Politics

Influential Mizo Body Forces State To Junk Plans For LGBTQI Shelter, Activists Blame Conservative Church

Swarajya Staff

Dec 14, 2022, 03:25 PM | Updated 03:24 PM IST


Top YMA functionaries met state Chief Minister Zoramthanga to oppose the construction of LGBTQI shelter.
Top YMA functionaries met state Chief Minister Zoramthanga to oppose the construction of LGBTQI shelter.
  • Few outside Mizoram know about the powerful stranglehold that Church and Church-backed groups in the state have over the state’s society and polity.
  • Large sections of the Christian Church oppose homosexuality or alternate sexuality and view it as ‘deviant’ and ‘anti-Christ’.
  • Mizoram’s most powerful civil society organisation — the Young Mizo Association (YMA) — has forced the state government to cancel plans for constructing a shelter home for the LGBTQI community in the outskirts of state capital Mizoram. 

    Top YMA functionaries who met state Chief Minister Zoramthanga on Monday (12 December) to oppose the construction of the shelter said it (the shelter) “is not safe and unacceptable to Mizo society as of now”. 

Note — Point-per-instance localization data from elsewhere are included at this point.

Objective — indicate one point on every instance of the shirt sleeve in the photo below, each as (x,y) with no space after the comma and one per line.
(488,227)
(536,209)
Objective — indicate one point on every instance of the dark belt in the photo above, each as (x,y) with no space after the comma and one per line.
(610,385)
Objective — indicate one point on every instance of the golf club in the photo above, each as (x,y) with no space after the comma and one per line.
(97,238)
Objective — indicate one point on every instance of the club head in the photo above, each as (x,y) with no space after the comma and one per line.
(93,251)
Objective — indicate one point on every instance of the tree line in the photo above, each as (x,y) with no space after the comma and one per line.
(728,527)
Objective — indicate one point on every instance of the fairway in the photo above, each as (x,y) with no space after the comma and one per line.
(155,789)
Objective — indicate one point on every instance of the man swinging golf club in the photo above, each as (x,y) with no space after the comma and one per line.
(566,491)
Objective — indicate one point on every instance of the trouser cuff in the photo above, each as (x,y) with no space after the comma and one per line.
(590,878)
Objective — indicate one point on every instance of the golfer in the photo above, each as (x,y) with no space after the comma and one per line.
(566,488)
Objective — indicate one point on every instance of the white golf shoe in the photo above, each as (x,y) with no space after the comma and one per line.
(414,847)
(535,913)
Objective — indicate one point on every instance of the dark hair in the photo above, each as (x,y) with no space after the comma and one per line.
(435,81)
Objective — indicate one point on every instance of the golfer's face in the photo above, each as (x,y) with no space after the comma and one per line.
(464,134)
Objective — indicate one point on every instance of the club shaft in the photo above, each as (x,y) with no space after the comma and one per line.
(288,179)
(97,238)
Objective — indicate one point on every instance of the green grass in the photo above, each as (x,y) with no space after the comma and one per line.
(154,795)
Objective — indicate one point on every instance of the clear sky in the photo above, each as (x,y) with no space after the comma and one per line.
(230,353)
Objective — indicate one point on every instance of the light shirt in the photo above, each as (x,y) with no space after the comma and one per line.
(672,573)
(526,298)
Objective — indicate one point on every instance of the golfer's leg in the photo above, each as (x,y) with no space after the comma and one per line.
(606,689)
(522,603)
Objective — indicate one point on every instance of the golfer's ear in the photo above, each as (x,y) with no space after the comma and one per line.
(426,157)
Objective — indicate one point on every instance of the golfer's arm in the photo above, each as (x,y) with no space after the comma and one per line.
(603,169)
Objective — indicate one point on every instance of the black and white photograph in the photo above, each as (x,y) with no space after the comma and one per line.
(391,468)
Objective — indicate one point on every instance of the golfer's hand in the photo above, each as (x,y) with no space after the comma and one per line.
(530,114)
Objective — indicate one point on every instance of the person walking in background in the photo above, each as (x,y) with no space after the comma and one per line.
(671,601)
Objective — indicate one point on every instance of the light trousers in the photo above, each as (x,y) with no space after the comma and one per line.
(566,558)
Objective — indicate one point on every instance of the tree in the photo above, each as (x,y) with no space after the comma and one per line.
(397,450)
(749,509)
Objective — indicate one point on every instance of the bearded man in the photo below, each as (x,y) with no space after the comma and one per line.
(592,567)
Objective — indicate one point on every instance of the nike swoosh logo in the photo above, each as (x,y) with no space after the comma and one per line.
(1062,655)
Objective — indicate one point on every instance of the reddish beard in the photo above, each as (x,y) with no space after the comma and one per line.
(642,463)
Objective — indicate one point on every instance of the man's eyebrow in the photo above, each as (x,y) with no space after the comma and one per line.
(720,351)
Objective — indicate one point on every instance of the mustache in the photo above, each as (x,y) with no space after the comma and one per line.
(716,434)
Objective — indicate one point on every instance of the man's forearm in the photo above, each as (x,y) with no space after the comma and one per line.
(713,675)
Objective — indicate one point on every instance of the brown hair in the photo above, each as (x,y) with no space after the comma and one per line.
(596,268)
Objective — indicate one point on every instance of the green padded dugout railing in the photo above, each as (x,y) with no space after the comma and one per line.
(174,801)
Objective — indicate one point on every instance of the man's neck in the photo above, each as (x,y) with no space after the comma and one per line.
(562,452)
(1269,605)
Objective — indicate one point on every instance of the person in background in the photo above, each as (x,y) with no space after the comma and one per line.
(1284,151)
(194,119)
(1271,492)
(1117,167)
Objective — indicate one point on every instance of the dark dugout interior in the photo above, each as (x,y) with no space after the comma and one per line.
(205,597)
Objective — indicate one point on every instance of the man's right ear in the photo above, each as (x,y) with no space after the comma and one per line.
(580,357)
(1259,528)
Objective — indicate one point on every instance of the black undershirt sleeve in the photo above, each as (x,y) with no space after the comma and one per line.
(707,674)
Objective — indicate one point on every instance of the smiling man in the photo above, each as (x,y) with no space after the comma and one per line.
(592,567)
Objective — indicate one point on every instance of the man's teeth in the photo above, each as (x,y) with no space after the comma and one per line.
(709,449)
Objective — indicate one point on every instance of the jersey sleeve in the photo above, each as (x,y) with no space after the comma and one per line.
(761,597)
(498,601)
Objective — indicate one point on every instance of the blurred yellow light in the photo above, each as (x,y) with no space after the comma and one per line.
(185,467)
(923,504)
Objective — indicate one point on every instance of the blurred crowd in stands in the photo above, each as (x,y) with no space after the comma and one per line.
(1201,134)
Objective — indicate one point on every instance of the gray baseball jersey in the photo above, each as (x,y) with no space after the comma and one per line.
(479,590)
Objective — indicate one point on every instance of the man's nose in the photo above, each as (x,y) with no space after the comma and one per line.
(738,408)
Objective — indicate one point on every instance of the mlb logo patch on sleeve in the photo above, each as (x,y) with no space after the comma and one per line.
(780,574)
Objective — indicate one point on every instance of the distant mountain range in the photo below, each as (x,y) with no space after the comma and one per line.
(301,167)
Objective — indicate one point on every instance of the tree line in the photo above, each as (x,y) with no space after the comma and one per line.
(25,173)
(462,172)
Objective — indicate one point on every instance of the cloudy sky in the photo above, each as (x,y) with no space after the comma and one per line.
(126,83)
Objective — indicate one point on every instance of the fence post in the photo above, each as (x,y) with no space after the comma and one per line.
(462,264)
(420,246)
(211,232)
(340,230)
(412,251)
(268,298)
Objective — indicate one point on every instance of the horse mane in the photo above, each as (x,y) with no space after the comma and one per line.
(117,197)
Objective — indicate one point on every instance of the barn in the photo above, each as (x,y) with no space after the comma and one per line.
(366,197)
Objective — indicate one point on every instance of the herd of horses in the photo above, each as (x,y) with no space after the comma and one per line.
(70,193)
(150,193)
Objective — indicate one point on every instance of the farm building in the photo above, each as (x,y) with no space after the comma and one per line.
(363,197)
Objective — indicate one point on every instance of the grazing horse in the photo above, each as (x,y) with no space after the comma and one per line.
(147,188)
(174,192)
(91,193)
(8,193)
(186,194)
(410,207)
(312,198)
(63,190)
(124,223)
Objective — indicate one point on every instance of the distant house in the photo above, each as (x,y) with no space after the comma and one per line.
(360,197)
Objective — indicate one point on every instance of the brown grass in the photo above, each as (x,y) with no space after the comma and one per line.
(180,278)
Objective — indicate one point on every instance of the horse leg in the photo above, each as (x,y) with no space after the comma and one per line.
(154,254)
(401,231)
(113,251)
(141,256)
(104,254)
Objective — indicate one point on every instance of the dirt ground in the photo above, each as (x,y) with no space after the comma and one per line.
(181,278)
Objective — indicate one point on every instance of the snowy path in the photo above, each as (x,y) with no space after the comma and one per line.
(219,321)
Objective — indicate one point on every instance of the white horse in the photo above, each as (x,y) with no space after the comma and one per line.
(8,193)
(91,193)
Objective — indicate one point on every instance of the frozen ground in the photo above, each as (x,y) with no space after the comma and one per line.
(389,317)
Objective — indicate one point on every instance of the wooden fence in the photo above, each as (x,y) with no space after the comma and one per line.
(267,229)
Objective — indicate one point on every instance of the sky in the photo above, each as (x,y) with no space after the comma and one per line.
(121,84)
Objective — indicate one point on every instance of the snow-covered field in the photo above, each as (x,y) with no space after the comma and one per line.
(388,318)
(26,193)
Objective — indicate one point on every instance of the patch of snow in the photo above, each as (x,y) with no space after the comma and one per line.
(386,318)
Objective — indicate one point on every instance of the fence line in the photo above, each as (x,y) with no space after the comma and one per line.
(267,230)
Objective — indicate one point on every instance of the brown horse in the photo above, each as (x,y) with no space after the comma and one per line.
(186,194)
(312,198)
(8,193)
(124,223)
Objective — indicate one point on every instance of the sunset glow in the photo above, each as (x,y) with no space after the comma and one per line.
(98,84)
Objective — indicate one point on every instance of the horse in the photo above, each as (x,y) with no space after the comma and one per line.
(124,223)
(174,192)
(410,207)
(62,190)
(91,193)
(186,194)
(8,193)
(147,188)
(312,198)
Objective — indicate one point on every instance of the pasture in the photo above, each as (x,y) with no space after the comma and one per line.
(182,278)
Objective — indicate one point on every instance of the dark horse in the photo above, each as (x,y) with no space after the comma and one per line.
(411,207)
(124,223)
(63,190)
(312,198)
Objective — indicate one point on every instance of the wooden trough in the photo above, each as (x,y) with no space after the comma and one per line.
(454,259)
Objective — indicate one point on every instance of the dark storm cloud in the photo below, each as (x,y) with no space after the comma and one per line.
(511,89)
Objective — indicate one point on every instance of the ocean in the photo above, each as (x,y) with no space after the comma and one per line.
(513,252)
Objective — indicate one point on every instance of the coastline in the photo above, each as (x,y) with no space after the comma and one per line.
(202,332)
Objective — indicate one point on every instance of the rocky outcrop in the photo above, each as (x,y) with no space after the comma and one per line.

    The state government promptly announced cancellation of the tender that has been invited for constructing the shelter on Tuesday (13 December). 

    The LGBTQI community in the state is “shocked and devastated”. Community activists told Swarajya from Aizawl that it is actually the conservative Christian Church which is opposed to the project. 

    Mizoram is an overwhelmingly Christian-majority state, and the Church wields a lot of influence on society, public policy and politics.

    Christians form a little over 87 per cent of the state’s population and most of them belong to the Presbyterian Church which is considered to be doctrinaire and very conservative. 

    The shelter home for the LGBTQI community was to have come up at Sakawrtuichhun, in the outskirts of Aizawl, from funds received from the Union Ministry of Housing and Urban Affairs. 

    The state’s Urban Development and Poverty Alleviation (UD&PA) department which was to have executed the project had issued a tender inviting bids for construction of the shelter home earlier this month. 

    UD&PA director H Liazela had said that the construction of the shelter home was mandated by the National Human Rights Commission (NHRC). The NHRC had, in July 2021, asked all states to construct shelter homes for members of the LGBTQI community.

    Liazela said that the shelter home was to have been constructed under the National Urban Livelihoods Mission and Rs 40 lakh had been sanctioned for the project. 

    Office-bearers of the YMA’s central committee who met the Chief Minister Monday (12 December) were assured by the latter that the project would be cancelled. 

    “We requested the Chief Minister to cancel the project as setting up a shelter home for the LGBTQI community is unsafe and not acceptable for Mizo society as of now,” YMA president R Lalgheta told the media. 

    LGBTQI activists said that the conservative and all-powerful Christian Church in Mizoram is responsible for cancellation of the project.

    “The Church is very conservative and is homophobic. The Church has always opposed the LGBTQI community,” said an activist who did not want to be named for fear of reprisals from Church leaders. 

    Mizoram, which often calls itself a Christian state, has many radical and conservative Christian groups who often demand that the state government function as per “Christian values and doctrines”. 

    For instance, in June 2018, Christian groups in the state had vehemently opposed the appointment of senior Kerala BJP leader Kummanam Rajasekharan as the Governor of the state on the ground that he was a Hindu.

    Rajasekharan’s close association with the Rashtriya Swayamsevak Sangh (RSS) and the Vishva Hindu Parishad (VHP) were cited to label him a ‘radical Hindu’. 

    A Church-backed political party — People’s Representation for Identity & Status of Mizoram (PRISM) — and the Global Council of Indian Christians had led the movement that time for cancellation of Rajasekharan’s appointment on the grounds that a Hindu activist should not be appointed Governor of a ‘Christian state’ (read this). 

    In early 2019, Church-backed groups had demanded expulsion of Chakmas and Reangs (most of them Buddhists) from the ‘Christian state’ of Mizoram (read this).

    Demonstrations demanding expulsion of the Buddhists turned anti-India, with many displaying seditious placards and mouthing anti-India slogans. 

    Mizoram has also been opposing, and not participating in, International Yoga Day celebrations because of strong opposition by Church groups which hold that yoga is “not compatible with Christian beliefs” (read this). 

    It is no wonder then that Mizoram, where the deeply conservative Church is all-powerful, has cancelled a shelter home for members of the LGBTQI community. Large sections of the Christian Church oppose homosexuality or alternate sexuality and view it as ‘deviant’ and ‘anti-Christ’. 

    But few outside Mizoram ever get to know about the powerful Church and Church-backed groups in the state, and the stranglehold that such groups have over the state’s society and polity.

    Many actions, such as the ones cited above, of these Church-backed groups are radical, fundamentalist and non-secular.